En diez días filmó Amblin, un corto de 24 minutos con la historia de una parejita que hace dedo en la ruta. Al día siguiente de presentar su película, el jefe de producciones televisivas de Universal le ofreció un contrato de siete años para dirigir series. Aceptó sin dudar y abandonó la universidad sin siquiera desocupar su casillero. Tenía 20 años. Ocho años después dirigiría una película que haría historia: Tiburón, la primera que superó los 100 millones de dólares en recaudación.
Ese fue el principio, con el tiempo se convertiría en el director más famoso, el rey Midas de Hollywood y uno de los hombres más influyentes del mundo. Los miedos que lo acosaron en su niñez, todavía aparecen. “Tengo fobia a casi todo; a los ascensores, a la montaña rusa, al mar, a los tiburones, a las cucarachas… Es irónico que las dos únicas cosas que no han evolucionado a lo largo del tiempo hayan sido los tiburones y las cucarachas. Parece hecho especialmente para mí. Recurrí a esas dos fobias en Tiburón y en Indiana Jones. Sin embargo, mi gran miedo no son las cucarachas, sino hablar en público. Ante eso, las cucarachas no tienen la menor importancia”.

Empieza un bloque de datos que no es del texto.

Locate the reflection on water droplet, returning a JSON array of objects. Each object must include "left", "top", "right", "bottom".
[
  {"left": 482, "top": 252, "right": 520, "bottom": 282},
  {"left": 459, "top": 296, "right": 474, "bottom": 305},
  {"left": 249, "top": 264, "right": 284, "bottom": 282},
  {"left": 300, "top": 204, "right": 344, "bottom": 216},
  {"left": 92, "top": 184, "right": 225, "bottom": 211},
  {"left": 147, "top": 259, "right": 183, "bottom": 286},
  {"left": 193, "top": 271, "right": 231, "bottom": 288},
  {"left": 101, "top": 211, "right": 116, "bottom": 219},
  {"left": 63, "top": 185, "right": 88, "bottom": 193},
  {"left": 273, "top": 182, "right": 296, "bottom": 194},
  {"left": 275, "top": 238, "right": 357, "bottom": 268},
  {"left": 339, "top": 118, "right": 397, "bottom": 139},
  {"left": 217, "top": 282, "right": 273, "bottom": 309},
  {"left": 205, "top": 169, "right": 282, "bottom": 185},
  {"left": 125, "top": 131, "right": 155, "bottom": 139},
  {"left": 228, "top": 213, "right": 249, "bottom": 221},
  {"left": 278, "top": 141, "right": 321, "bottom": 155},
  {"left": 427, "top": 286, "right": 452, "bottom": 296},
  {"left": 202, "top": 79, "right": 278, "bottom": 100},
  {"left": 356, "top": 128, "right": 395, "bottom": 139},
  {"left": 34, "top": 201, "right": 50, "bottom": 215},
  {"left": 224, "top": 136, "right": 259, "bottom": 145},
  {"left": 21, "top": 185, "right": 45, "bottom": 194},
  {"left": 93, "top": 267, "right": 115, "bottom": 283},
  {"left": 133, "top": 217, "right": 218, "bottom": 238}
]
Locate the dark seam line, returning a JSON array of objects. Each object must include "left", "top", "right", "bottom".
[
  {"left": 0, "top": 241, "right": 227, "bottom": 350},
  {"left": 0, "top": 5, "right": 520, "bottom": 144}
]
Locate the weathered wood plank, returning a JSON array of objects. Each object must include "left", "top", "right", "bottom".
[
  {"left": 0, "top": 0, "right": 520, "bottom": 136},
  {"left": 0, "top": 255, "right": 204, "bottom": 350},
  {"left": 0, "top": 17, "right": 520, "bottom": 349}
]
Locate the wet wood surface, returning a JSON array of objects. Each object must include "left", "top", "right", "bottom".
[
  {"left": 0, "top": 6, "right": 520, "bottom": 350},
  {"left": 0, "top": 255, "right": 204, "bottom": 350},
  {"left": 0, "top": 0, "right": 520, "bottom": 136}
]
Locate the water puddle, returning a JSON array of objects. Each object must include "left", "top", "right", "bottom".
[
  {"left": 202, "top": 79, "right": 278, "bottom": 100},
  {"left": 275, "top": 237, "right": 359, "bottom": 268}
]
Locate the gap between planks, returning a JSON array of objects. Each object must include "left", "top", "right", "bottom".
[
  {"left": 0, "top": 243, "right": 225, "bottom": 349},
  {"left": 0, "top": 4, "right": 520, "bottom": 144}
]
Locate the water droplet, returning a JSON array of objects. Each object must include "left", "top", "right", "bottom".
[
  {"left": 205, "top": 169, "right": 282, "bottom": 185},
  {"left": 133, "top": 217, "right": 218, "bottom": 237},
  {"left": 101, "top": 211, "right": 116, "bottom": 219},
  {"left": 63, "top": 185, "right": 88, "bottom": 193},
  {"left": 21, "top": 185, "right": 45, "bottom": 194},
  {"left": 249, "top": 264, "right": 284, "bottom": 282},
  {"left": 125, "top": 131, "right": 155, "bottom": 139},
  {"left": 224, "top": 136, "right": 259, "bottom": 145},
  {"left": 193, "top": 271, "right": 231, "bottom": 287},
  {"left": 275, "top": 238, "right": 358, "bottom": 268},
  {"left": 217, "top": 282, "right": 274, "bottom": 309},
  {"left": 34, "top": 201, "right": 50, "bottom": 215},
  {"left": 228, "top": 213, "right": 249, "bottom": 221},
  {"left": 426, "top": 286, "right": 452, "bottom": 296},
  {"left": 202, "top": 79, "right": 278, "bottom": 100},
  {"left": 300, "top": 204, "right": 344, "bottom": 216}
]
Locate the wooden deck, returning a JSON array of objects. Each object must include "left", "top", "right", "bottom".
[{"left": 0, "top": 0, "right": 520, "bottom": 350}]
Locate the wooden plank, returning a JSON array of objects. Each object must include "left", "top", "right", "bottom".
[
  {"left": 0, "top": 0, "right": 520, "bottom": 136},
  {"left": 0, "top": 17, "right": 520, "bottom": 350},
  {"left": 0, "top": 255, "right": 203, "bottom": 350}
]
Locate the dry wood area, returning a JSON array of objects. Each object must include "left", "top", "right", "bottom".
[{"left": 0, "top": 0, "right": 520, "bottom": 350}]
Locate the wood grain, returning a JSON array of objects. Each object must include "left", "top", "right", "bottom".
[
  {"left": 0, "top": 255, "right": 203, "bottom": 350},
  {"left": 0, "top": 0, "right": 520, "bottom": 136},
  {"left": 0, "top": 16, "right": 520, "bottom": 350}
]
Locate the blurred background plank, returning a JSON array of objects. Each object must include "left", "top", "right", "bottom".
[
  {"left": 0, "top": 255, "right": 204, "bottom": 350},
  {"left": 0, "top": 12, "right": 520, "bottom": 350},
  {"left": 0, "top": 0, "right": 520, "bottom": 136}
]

Su madre -que murió en 2017- solía decir que cuando miraba el tiempo atrás y trataba de encontrar algún momento que señalara que su hijo se convertiría en un gran talento no lo encontraba. “Solo me acuerdo de mi Stevie como un niño travieso e imaginativo, haragán para estudiar pero también un gran bromista que se disfrazaba para asustar a sus hermanas mayores”.
Quizá por estas palabras una de las cosas que más le molestan al creador de Parque Jurásico es cuando lo consideran un genio. “Me parece una estupidez. Soy un tipo que trabaja mucho. Simplemente vivo para el cine. Devoré tantas imágenes como me fue posible. Admiré a Truffaut y el cine francés. Me inspiré en el neorrealismo italiano y en la escuela inglesa de los 70. Amo el cine de aventuras y mis primeras pesadillas se las debo a Walt Disney. Todas las películas que he visto han dejado en mí una profunda marca. El cine es un medio extraordinario para contar historias. Pude haber sido compositor, escritor o pintor pero me convertí en director de cine simplemente porque puedo contar la vida de todos ellos”.
Hoy, con 76 años, sigue creando y filmando porque “tenemos mucho tiempo por delante para crear los sueños que todavía ni siquiera imaginamos soñar”.